Another fee-for-service option is an indemnity plan, in which specific payments are provided for specific services, regardless of actual charges.
Other dental plans are managed-care plans -- either preferred provider organizations (PPOs) or dental health maintenance organizations (DHMOs). PPOs allow employees to pick a dentist from a network of providers who have agreed to offer discount fees.
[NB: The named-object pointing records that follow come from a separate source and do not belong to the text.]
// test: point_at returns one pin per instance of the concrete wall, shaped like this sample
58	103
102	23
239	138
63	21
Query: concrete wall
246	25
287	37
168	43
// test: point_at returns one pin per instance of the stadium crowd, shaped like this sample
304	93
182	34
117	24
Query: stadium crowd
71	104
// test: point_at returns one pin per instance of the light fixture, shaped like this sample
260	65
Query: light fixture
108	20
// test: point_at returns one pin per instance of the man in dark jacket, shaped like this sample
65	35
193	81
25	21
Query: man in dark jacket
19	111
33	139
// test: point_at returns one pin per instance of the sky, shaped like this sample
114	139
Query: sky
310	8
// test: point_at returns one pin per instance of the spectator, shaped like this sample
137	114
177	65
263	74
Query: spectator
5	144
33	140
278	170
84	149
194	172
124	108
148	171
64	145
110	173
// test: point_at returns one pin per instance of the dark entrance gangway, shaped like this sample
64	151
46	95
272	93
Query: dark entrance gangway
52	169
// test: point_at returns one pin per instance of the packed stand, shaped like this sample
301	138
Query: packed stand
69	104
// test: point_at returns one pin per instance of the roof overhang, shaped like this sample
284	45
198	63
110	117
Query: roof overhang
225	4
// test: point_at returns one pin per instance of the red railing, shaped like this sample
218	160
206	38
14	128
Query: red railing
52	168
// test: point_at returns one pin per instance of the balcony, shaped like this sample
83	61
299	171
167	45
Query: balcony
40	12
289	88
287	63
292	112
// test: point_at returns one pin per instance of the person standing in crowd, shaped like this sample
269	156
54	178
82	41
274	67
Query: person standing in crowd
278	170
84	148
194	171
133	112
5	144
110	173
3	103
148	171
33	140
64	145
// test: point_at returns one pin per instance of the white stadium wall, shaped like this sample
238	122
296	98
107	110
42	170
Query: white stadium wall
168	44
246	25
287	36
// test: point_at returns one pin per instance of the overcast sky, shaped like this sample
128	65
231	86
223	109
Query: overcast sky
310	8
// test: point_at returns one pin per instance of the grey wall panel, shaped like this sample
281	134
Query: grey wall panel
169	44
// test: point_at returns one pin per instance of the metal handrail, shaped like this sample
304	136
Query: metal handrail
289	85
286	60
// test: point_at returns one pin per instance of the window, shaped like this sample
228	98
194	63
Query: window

With a DHMO, individuals see contracted dentists for services.
Some employers offer referral plans, giving workers the names of dentists who have agreed to provide care at discounted rates, but this does not qualify as true dental insurance.
What to Look for
While nearly everyone in a dental plan is covered for preventive and restorative work such as fillings, only about 70 percent of those with dental plans have orthodontia covered, according to EBRI.
How do you decide which plan is for you? "Look at the percent covered, (along with) what's covered and what's not," suggests Werntz. Determine if the plan provides for early intervention to ward off more extensive problems later, he adds.
If you have young children or teenagers, preventive care is especially important and an orthodontia benefit is ideal. If you're middle-aged, check whether the plan lets you see a periodontist (gum specialist), since gum disease becomes more common with age.
If you are offered a network plan, call the plan's customer-service number and ask how the dentists are selected, Ireland suggests. Following are some other questions worth asking:
- Did the dentists meet minimum criteria?
- If so, what were the criteria?
- Are there restrictions on changing dentists?
- Is there a formal complaint process?
- How are emergencies handled?
Premiums vary, from about $10 a month for a single person to $71 for a family, says Ireland, with managed-care plans being less expensive. Employers typically pay some or all of an employee's premium.